Ein Chatbot als Ministerin
Rama verkauft diesen Plan als Meilenstein im Kampf gegen Korruption – und als Signal an Brüssel, dass Albanien reif für den EU-Beitritt sei. Doch bei genauerem Hinsehen wirft die Idee mehr Fragen auf, als sie beantwortet.
Der Name Diella bedeutet auf Albanisch „Sonne“. Optisch tritt Diella als junge Frau in traditioneller Tracht auf. Tatsächlich handelt es sich um eine Software, die in Zusammenarbeit mit Microsoft entwickelt wurde. Sie ist bereits seit Anfang 2025 aktiv und unterstützt Bürgerinnen und Bürger auf Regierungsportalen beim Einreichen von Dokumenten oder beim Suchen nach Informationen. Nun soll sie den Sprung von einer virtuellen Assistentin ins Kabinett schaffen – eine Premiere in Europa.
Große Versprechen, unklare Umsetzung
Rama kündigte an, dass öffentliche Ausschreibungen künftig „100 Prozent frei von Korruption“ sein sollen. Mit Diella wolle er einen neutralen Akteur einsetzen, der keine persönlichen Interessen habe und daher nicht bestechlich sei. Wie genau diese Kontrolle aussehen soll, welche Daten die Software auswertet und wer die Ergebnisse überprüft, bleibt allerdings im Dunkeln. Ohne klare Regeln wirkt das Ganze eher wie eine politische Inszenierung als ein praktischer Lösungsansatz.
Die Opposition schlägt Alarm
Die konservative Demokratische Partei reagierte scharf. Ihr Fraktionschef Gazment Bardhi erklärte, Ramas Pläne seien schlicht verfassungswidrig. Die albanische Verfassung verlangt von Ministerinnen und Ministern, dass sie Staatsbürger sind, volljährig und geistig gesund. Eine Software erfüllt keine dieser Kriterien. Außerdem wäre für eine solche Änderung eine Zwei-Drittel-Mehrheit im Parlament notwendig – Ramas Sozialistische Partei hat zwar die absolute Mehrheit, diese Hürde schafft sie jedoch nicht allein.

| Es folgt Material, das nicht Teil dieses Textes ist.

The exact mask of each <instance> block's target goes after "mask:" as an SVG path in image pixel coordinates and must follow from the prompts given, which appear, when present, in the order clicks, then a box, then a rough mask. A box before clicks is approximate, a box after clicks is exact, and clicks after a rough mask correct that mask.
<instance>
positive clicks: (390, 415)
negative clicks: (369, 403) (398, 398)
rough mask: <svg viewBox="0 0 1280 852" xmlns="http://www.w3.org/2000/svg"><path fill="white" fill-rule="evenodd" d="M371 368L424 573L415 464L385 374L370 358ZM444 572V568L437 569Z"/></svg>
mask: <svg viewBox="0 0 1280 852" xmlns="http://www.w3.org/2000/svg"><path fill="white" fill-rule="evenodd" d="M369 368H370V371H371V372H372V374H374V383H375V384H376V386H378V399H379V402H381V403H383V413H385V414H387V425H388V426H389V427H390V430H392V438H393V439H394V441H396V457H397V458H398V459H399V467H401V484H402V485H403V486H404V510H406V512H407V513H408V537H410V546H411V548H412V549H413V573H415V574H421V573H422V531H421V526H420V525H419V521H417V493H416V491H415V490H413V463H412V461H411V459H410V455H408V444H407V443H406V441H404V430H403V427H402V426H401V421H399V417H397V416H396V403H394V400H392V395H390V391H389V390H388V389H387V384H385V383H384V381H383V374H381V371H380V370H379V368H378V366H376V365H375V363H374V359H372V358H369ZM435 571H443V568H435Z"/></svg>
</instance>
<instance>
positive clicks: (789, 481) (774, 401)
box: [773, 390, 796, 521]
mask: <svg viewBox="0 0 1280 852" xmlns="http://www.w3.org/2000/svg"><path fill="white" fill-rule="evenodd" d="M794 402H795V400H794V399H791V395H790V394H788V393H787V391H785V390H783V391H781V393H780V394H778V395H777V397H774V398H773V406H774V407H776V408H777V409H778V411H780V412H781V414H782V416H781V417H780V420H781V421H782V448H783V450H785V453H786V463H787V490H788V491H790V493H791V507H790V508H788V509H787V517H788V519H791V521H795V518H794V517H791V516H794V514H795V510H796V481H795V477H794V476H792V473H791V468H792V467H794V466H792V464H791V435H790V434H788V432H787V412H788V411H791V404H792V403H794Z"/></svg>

Rama und die Lust an der Inszenierung
Der Premierminister ist nicht nur Politiker, sondern auch Künstler. Er liebt große Gesten, die weltweit Aufmerksamkeit erregen. Erst im Mai sorgte er für Aufsehen, als er beim Gipfel der Europäischen Politischen Gemeinschaft Italiens Regierungschefin Giorgia Meloni auf dem roten Teppich mit einem Kniefall begrüßte. Auch die Ernennung einer „KI-Ministerin“ passt in dieses Muster: progressiv, spektakulär – aber inhaltlich fragwürdig.
Clever PR-Idee, aber auch nicht mehr
Ein Chatbot ersetzt keine echten Antikorruptionsmaßnahmen. Korruption lässt sich nicht durch eine digitale Figur im Kabinett beseitigen, sondern nur durch funktionierende Institutionen, unabhängige Justiz und strenge Kontrollen. Ramas Vorstoß zeigt, wie leicht KI zur politischen Symbolik gemacht wird. Am Ende bleibt die Frage: Geht es hier um ehrliche Reformen – oder nur darum, Brüssel und die Öffentlichkeit mit einer „innovativen“ Idee zu beeindrucken? Für echte Glaubwürdigkeit braucht Albanien weniger Theater und mehr Substanz.